Hujan mengaburkan air mata Aurora Vallen. Sorot matanya masih menatap makam baru milik sang Ayah, Matthew Vallen. Seakan semua hal baik telah ditarik dari kehidupannya, Aurora hanya mampu terdiam, menyadari bahwa saat ini ia tidak memiliki siapa pun di dunia ini.
Ibunya, Isabelle telah meninggal sejak ia remaja. Kini ia harus merelakan ayahnya juga, dan menerima kenyataan bahwa ia harus menanggung semua hutang peninggalan ayahnya, dan juga harus segera angkat kaki dari rumah rumah yang telah menjadi disita sebagai jaminan.
Bahkan itu pun tak lantas membebaskan Aurora dari warisan hutang. Entah apa yang harus ia lakukan setelah ini. Ia tak lagi memiliki sandaran dan pijakan untuk bertahan.
Lonceng gereja berdentang beberapa kali, menandakan bahwa ia telah terlalu lama berada di sini.
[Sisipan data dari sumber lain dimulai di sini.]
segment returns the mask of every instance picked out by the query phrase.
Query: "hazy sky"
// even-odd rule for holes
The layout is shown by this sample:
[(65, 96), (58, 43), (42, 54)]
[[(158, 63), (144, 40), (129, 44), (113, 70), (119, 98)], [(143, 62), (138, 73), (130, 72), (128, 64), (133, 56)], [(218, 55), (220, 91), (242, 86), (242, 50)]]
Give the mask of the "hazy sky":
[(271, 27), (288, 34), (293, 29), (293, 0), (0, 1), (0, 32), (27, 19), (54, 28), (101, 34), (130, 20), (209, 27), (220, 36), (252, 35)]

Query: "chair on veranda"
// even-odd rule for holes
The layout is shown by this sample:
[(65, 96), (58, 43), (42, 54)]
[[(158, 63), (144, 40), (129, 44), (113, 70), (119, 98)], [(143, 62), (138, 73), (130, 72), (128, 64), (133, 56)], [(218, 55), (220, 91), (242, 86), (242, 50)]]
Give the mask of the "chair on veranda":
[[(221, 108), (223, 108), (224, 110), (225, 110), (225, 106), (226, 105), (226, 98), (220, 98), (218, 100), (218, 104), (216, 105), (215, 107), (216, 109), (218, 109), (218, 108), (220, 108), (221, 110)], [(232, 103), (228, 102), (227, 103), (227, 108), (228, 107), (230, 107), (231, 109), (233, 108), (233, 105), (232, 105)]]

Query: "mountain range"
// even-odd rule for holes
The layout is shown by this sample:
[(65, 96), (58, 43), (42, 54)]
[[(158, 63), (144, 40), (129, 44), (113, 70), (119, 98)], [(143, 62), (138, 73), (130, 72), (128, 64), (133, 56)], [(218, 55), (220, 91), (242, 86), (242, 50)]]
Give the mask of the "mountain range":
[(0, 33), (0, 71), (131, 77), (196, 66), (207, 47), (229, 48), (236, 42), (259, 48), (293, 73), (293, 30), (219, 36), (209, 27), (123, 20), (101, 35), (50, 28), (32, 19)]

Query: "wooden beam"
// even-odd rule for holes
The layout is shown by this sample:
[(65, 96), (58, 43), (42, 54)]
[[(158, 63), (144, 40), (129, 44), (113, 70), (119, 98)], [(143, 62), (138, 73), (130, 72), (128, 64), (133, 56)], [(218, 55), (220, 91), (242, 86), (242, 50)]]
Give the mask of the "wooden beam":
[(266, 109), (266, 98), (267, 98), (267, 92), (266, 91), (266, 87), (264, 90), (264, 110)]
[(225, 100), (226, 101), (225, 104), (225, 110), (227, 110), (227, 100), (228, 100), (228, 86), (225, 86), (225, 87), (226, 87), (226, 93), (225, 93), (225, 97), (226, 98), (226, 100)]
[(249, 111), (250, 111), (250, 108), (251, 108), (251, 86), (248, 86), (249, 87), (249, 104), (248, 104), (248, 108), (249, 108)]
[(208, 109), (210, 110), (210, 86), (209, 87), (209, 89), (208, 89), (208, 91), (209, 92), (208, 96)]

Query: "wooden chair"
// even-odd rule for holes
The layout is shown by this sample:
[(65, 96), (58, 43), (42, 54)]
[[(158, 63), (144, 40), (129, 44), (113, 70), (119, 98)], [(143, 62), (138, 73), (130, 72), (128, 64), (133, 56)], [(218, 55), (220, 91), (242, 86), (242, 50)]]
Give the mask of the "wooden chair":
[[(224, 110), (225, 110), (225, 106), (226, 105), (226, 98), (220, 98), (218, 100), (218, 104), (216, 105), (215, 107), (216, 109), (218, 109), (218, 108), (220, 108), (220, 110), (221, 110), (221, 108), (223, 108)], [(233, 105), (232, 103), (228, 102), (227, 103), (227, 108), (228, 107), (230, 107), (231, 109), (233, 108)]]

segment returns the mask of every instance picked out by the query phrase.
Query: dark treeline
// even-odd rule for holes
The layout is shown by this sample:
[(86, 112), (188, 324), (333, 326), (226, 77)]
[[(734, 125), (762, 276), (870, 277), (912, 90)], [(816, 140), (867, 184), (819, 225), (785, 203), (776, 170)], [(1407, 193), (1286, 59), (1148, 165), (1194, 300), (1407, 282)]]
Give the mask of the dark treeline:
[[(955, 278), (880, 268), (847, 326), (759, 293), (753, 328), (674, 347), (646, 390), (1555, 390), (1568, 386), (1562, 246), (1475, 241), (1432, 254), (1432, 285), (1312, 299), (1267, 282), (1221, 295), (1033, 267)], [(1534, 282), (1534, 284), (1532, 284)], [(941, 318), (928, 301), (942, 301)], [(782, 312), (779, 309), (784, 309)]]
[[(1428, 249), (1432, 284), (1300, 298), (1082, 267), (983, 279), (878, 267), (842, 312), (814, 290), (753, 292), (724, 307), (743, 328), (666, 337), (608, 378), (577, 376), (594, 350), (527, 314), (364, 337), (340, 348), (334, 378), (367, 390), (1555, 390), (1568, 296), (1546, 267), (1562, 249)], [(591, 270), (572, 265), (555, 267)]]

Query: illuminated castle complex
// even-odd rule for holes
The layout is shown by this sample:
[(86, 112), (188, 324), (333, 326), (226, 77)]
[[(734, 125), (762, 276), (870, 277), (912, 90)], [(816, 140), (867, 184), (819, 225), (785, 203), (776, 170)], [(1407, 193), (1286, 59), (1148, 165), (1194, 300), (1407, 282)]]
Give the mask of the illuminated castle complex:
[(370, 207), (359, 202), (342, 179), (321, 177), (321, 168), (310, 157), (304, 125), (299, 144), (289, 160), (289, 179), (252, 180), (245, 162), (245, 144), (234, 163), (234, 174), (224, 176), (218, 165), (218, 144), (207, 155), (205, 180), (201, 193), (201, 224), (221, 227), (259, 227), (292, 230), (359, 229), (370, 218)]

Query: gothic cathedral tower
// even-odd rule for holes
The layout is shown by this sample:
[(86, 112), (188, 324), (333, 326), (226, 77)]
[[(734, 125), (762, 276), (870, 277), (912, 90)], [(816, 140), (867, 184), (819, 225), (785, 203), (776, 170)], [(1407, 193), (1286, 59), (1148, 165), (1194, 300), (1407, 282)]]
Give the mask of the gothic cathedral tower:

Tubuhnya basah, terlihat sedikit menggigil, tapi ia tahan sebisa mungkin karena tak lagi memiliki tempat untuk kembali.
“Dad, aku harus kemana sekarang?” gumamnya pelan.
“Nona, sudah waktunya untuk pergi. Saya tidak bisa menunggu terlalu lama lagi.” Petugas gereja mendekat, memberikan peringatan terakhir pada Aurora untuk segera pergi dari pemakaman.
Aurora mendongak, menatap petugas itu dengan air mata yang tertutup guyuran hujan. “Maafkan aku, aku akan segera pergi setelah ini. Anda boleh kembali, tak perlu menungguku lagi.”
“Tapi saya harus memastikan Anda untuk pergi dari sini sekarang juga, Nona. Gerbang utama pemakaman akan segera ditutup oleh penjaga.”
Ya, ini adalah pemakaman tertutup milik gereja tempat ayahnya biasa beribadah. Mereka memberikan bantuan pemakaman yang layak, dan saat ini Aurora harus mengikuti aturan dari mereka. Ia memang terlalu lama menunda waktu perginya sejak beberapa jam yang lalu.
“Baik, saya akan pergi sekarang juga. Terima kasih atas bantuannya, Tuan. Saya akan berkunjung lagi setelah semua urusan saya selesai.” Aurora mencoba tersenyum, berlagak tegar di tengah kekacauan yang bahkan ia sendiri belum bisa menemukan jalan keluarnya.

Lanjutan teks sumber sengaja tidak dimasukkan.